Rendering may be done from a Point of View, that is possibly different from the Position assigned to their Avatars in the Visual Scene. This is selected by participant who use a device of their choice (Head Mounted Display or 2D display/earpad) to experience the Audio-Visual Scene.
- At the beginning of the conference, the VCR:
Each component of the Avatar-Based Videoconference Use Case is implemented as an AI Workflow (AIW) composed of AI Modules (AIMs). Each AIW includes the following elements:
1 | Functions of the AIW | The functions performed by the AIW implementing the Use Case. |
2 | Reference Model of the AIW | The Topology of AIMs in the AIW. |
3 | Input and Output Data of the AIW | Input and Output Data of the AIW. |
4 | Functions of the AIMs | Functions performed by the AIMs. |
5 | Input and Output Data of the AIW | Input and Output Data of the AIMs. |
6 | AIW, AIMs, and JSON Metadata | Links to summary specification on the web of the AIMs and corresponding JSON Metadata [2]. |
#2. Reference Software
As a rule, MPAI provides Reference Software implementing the Technical Specification released with the BSD-3-Clause licence and the following disclaimers
- The purpose of the Reference Software is to demonstrate a working Implementation of an AIW, not to provide a ready-to-use product.
- MPAI disclaims the suitability of the Software for any other purposes than those of the MPAI-PAF Standard, and does not guarantee that it offers the best performance and that it is secure.

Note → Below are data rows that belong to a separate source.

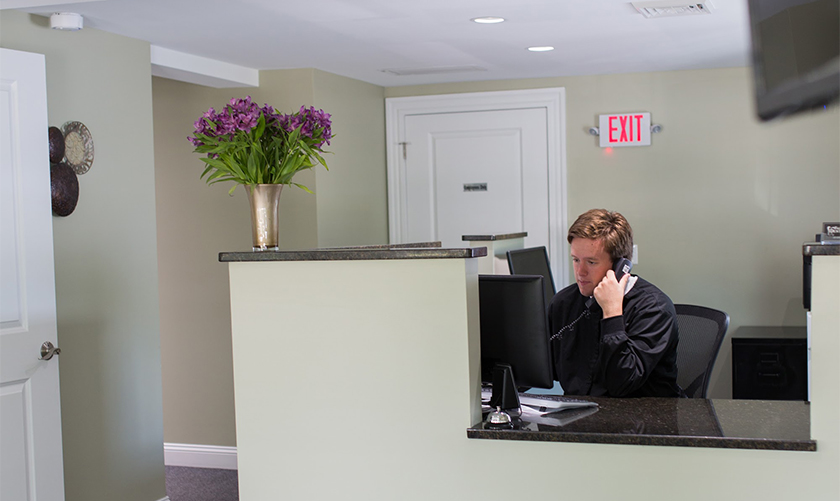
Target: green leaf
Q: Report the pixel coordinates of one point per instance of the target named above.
(304, 188)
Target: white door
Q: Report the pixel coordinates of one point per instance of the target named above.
(477, 164)
(477, 173)
(30, 420)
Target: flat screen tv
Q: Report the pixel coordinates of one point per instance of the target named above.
(796, 55)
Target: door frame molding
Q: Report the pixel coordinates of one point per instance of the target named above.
(552, 99)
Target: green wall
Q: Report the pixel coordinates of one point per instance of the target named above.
(353, 195)
(105, 263)
(720, 203)
(196, 222)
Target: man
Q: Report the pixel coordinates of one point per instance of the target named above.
(622, 343)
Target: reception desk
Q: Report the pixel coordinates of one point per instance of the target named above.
(356, 376)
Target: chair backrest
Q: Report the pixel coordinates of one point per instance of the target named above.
(701, 334)
(533, 261)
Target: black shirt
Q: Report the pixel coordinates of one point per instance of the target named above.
(632, 355)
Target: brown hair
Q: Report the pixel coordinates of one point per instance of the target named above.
(609, 227)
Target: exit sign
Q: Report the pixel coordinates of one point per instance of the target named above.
(626, 129)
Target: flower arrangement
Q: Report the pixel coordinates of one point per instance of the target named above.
(250, 145)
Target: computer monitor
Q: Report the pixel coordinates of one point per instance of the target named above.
(514, 329)
(796, 55)
(533, 261)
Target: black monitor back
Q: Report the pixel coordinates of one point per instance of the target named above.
(533, 261)
(514, 328)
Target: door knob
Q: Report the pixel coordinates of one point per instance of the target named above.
(48, 350)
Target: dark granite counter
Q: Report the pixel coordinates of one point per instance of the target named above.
(488, 238)
(821, 249)
(431, 250)
(681, 422)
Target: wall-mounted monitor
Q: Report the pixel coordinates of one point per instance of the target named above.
(796, 55)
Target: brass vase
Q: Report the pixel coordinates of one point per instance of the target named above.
(265, 215)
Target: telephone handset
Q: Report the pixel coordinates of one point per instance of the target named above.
(621, 267)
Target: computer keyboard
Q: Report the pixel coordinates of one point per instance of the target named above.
(544, 403)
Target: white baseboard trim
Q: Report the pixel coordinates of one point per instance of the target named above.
(199, 456)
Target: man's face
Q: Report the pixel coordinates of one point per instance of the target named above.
(591, 263)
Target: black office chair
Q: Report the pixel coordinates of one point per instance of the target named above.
(701, 334)
(533, 261)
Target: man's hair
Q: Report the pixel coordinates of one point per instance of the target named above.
(609, 227)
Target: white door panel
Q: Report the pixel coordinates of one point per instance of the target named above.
(506, 150)
(30, 419)
(510, 142)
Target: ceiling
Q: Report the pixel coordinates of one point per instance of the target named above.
(434, 40)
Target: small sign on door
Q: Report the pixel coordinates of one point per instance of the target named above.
(626, 129)
(475, 186)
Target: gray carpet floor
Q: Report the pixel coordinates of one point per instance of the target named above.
(201, 484)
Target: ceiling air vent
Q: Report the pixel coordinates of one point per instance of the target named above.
(670, 8)
(436, 70)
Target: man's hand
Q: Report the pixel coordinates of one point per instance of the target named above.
(610, 294)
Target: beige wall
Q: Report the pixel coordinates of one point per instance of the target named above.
(105, 263)
(720, 203)
(196, 222)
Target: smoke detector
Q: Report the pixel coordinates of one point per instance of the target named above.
(671, 8)
(69, 21)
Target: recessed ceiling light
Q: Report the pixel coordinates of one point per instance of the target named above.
(488, 20)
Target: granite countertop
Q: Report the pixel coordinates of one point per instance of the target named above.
(489, 238)
(821, 249)
(681, 422)
(429, 250)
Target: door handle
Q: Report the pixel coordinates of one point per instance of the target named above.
(48, 350)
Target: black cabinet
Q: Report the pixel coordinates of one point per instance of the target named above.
(769, 368)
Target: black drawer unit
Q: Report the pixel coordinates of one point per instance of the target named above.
(769, 369)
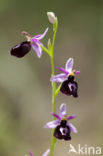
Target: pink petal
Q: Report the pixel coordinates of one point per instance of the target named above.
(46, 153)
(52, 124)
(36, 47)
(40, 36)
(59, 78)
(56, 116)
(77, 72)
(63, 70)
(69, 65)
(62, 110)
(31, 154)
(72, 127)
(71, 117)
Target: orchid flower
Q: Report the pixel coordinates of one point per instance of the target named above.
(69, 86)
(62, 126)
(23, 48)
(45, 154)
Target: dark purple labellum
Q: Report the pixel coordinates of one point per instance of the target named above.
(62, 131)
(21, 49)
(69, 87)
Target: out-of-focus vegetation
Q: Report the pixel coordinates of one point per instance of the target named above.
(25, 90)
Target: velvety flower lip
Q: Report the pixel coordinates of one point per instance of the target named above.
(69, 86)
(65, 72)
(45, 154)
(62, 124)
(23, 48)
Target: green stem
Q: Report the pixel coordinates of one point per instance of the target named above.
(50, 52)
(53, 139)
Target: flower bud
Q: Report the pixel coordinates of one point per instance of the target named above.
(52, 18)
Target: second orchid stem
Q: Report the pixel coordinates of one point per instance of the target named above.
(53, 139)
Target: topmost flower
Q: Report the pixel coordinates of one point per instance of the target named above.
(23, 48)
(69, 86)
(51, 17)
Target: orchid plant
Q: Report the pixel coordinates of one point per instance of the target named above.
(60, 125)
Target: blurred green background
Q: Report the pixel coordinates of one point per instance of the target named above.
(25, 89)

- Users shall verify that they have the right to use any third-party software required by this Reference Software, e.g., by accepting the licences from third-party repositories.

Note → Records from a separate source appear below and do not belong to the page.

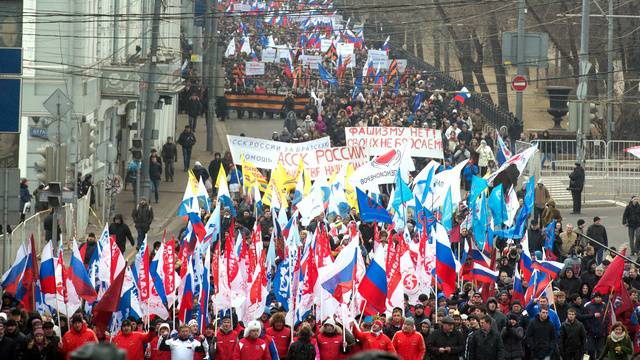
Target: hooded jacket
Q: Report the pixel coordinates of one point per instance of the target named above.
(74, 339)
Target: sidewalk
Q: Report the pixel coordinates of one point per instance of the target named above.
(171, 192)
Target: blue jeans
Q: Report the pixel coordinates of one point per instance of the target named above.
(186, 155)
(155, 185)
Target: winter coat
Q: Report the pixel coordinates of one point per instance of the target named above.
(541, 337)
(454, 340)
(133, 343)
(122, 233)
(485, 345)
(370, 341)
(225, 344)
(409, 346)
(613, 350)
(512, 339)
(248, 349)
(74, 339)
(142, 216)
(572, 337)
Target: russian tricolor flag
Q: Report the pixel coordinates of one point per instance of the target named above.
(79, 276)
(373, 287)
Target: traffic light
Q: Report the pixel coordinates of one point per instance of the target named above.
(136, 149)
(46, 167)
(87, 140)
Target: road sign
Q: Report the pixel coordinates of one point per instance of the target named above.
(58, 104)
(519, 83)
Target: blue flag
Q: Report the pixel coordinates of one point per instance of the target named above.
(447, 211)
(324, 75)
(498, 205)
(370, 210)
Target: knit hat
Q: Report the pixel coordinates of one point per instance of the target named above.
(253, 325)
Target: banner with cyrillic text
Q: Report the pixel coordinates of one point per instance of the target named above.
(323, 162)
(379, 140)
(264, 153)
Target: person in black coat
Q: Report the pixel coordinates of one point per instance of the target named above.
(155, 175)
(121, 232)
(512, 336)
(573, 336)
(485, 343)
(541, 335)
(576, 184)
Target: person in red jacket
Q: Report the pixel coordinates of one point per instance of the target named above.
(330, 343)
(226, 340)
(251, 347)
(374, 339)
(156, 354)
(77, 336)
(280, 333)
(132, 342)
(409, 343)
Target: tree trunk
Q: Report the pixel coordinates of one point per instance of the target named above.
(478, 64)
(495, 43)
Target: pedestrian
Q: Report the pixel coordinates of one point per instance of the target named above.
(182, 347)
(618, 345)
(302, 348)
(486, 343)
(133, 342)
(187, 139)
(121, 232)
(631, 220)
(142, 216)
(598, 233)
(408, 342)
(573, 336)
(576, 184)
(155, 175)
(169, 154)
(251, 346)
(446, 343)
(77, 336)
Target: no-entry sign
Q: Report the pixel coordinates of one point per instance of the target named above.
(519, 83)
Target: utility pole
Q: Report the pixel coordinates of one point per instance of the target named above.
(522, 9)
(610, 71)
(583, 83)
(212, 70)
(151, 98)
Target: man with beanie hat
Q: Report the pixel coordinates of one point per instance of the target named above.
(132, 342)
(251, 347)
(408, 342)
(374, 339)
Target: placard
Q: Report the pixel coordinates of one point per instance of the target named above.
(323, 162)
(254, 68)
(268, 55)
(264, 153)
(420, 142)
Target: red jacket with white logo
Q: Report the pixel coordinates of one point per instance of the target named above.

Note that at this stage only part of the AIMs required to operate the MPAI-PAF AIWs have a Reference Software Implementation.
3. Conformance Testing
An implementation of an AI Workflow conforms with MPAI-PAF if it accepts as input and produces as output Data and/or Data Objects (Data of a Data Type and its Qualifier) conforming with those specified by MPAI-PAF.
The Conformance of an instance of a Data is to be expressed by a sentence like “Data validates against the Data Type Schema”. This means that:
- Any Data Sub-Type is as indicated in the Qualifier.

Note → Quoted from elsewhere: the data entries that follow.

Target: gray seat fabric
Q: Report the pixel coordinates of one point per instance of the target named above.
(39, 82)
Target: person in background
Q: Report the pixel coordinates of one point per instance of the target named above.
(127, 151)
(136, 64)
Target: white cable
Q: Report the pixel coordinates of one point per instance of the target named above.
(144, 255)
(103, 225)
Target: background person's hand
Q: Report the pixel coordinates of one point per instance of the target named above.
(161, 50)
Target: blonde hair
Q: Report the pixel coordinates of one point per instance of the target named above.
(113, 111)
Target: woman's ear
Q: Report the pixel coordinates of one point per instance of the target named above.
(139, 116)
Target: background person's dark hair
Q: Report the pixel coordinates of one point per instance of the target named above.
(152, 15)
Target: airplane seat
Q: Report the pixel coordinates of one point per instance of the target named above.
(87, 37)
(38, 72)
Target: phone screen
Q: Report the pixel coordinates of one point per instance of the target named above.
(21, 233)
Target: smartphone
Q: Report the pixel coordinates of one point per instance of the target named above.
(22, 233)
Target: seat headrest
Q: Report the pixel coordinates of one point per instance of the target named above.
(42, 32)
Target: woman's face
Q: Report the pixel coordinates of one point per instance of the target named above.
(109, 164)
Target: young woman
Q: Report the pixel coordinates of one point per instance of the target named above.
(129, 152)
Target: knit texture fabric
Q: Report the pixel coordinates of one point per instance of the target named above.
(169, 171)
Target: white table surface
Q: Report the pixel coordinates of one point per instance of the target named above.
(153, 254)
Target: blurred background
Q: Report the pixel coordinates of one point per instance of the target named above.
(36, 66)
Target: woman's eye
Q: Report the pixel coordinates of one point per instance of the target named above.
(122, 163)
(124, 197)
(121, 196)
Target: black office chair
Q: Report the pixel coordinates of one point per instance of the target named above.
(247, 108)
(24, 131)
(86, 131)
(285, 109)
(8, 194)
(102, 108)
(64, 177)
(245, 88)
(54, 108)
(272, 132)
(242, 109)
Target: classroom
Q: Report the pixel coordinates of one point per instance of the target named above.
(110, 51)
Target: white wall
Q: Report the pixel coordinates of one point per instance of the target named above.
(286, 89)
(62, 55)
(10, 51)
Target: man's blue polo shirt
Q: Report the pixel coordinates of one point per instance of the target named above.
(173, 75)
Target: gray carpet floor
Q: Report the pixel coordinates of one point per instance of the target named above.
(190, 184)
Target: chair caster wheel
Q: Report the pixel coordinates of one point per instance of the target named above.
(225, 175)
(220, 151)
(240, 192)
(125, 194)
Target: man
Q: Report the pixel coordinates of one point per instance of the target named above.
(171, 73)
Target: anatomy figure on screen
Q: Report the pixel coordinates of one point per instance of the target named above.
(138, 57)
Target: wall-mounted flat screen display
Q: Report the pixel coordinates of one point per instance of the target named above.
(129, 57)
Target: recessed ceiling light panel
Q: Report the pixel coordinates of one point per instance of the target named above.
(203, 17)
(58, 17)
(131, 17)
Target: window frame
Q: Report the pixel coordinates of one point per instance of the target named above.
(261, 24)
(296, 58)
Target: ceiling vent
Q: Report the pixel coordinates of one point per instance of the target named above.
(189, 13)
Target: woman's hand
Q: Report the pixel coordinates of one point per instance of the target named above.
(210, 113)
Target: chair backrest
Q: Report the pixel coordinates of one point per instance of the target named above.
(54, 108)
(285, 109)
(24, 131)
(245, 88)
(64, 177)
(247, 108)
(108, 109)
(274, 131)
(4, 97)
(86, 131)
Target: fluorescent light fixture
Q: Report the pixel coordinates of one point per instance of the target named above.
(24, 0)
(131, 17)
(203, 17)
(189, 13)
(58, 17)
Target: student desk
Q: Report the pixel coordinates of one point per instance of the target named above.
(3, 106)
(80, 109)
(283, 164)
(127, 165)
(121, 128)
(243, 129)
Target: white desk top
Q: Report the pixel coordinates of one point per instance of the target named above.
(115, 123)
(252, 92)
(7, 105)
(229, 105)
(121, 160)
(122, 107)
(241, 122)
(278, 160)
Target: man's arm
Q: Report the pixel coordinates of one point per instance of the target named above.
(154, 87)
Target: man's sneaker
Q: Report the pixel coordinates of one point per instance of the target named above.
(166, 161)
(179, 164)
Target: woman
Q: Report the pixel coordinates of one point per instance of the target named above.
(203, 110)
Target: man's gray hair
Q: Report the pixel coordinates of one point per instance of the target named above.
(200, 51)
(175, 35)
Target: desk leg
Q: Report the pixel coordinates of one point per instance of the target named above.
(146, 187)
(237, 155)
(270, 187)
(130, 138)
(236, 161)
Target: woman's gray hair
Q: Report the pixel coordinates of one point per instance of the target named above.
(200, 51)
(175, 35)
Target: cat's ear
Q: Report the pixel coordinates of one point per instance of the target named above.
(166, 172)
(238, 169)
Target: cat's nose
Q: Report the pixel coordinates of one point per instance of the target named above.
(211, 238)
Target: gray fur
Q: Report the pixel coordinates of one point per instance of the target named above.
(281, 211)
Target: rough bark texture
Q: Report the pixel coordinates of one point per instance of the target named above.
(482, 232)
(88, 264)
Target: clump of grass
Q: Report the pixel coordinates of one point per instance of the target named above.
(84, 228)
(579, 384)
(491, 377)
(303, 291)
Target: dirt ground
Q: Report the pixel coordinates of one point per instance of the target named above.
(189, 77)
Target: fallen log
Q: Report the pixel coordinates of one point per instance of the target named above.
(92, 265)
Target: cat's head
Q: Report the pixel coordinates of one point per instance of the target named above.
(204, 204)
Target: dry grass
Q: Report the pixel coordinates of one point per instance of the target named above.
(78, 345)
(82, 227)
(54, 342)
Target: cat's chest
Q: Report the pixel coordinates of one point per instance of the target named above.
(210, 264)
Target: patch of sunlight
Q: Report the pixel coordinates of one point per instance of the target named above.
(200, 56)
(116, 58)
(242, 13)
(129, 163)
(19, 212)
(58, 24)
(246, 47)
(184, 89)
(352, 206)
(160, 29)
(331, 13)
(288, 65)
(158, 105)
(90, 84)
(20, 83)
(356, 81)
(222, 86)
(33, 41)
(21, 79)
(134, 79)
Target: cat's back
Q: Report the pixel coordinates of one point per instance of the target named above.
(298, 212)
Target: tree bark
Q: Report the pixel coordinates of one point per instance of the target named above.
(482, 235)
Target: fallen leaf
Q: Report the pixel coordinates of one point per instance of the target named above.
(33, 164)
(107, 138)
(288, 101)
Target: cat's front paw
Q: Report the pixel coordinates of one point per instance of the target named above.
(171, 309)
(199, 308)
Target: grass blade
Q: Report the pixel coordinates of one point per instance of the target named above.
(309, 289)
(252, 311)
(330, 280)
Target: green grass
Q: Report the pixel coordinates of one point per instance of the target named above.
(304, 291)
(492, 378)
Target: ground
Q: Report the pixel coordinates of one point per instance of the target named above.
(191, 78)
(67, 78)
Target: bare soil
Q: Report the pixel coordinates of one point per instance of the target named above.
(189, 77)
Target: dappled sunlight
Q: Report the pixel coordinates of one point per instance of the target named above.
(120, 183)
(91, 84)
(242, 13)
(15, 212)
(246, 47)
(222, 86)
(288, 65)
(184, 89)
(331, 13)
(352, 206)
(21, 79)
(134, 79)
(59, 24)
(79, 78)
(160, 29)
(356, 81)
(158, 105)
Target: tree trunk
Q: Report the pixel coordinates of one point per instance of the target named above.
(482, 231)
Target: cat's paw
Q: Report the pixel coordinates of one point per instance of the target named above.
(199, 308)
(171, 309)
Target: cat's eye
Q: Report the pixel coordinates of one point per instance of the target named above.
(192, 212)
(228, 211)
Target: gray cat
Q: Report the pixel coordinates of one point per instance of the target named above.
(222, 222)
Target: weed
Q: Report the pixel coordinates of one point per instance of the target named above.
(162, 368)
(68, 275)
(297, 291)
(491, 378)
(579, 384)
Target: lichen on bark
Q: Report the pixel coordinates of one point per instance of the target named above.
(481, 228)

- The Data Format is indicated by the Qualifier.
- Any File and/or Stream have the Formats indicated by the Qualifier.
- Any Attribute of the Data is of the type or validates against the Schema specified in the Qualifier.
The method to Test the Conformance of a Data or Data Object instance is specified in the Data Types chapter.
4. Performance Assessment
Performance is a multidimensional entity because it can have various connotations. Therefore, the Performance Assessment Specification should provide methods to measure how well an AIW performs its function, using a metric that depends on the nature of the function, such as:
- Quality: the Performance of a Videoconference Client Transmitter AIW can measure how well the AIW represents the human Participant.
- Bias: Performance of a Videoconference Client Receiver AIW can reproduce the avatar videoconference.
- Legal compliance: the Performance of an AIW can measure the compliance of the AIW to a regulation, e.g., the European AI Act.
- Ethical compliance: the Performance Assessment of an AIW can measure the compliance of an AIW to a target ethical standard.
Note that at this stage MPAI-PAF AIWs do not have a Performance Assessment Specification.